The collection owned by the Royal Geographical Society is immense, including about two million items. About half of them are maps, fitting for an organization dedicated to mapping the world. It also includes half a million images, stunning representations of the strange new worlds discovered by the RGS explorers. The RGS also has a great many books, periodicals, notes, correspondences, and other text items. The most impressive part to me, however, was the artefact collection. In addition to scientific instruments owned by the RGS and loaned to explorers for use on their voyages, there are fascinating personal effects, such as Dr.
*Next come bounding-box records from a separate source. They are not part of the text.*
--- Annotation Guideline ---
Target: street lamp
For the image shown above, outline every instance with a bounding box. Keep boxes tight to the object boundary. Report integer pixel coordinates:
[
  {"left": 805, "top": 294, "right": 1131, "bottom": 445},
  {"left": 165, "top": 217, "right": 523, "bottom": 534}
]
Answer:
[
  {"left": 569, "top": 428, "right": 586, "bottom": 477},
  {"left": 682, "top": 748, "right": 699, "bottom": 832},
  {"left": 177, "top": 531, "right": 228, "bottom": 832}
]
Livingstone’s hat, and cultural objects belonging to peoples met during expeditions.

Examples of a variety of these holdings were displayed for us in a “Hot and Cold Showcase,” which uses artefacts to help narrate stories of the RGS, divided between the “hot” and “cold” regions. During this showcase, we learned stories of the explorations of Africa and the quest for the long-sought Northwest Passage, as well as attempts to climb Mount Everest – one of the most exciting sets of stories I’ve heard on this trip. Those stories, however, could provide fodder for a series of very exciting books, so I will leave them for another time.

The Royal Geographical Society archives house not only the history of the RGS itself, but also that of the discipline of geography as a whole, an area of study that gained its place in the world through the accomplishments of a few daring explorers.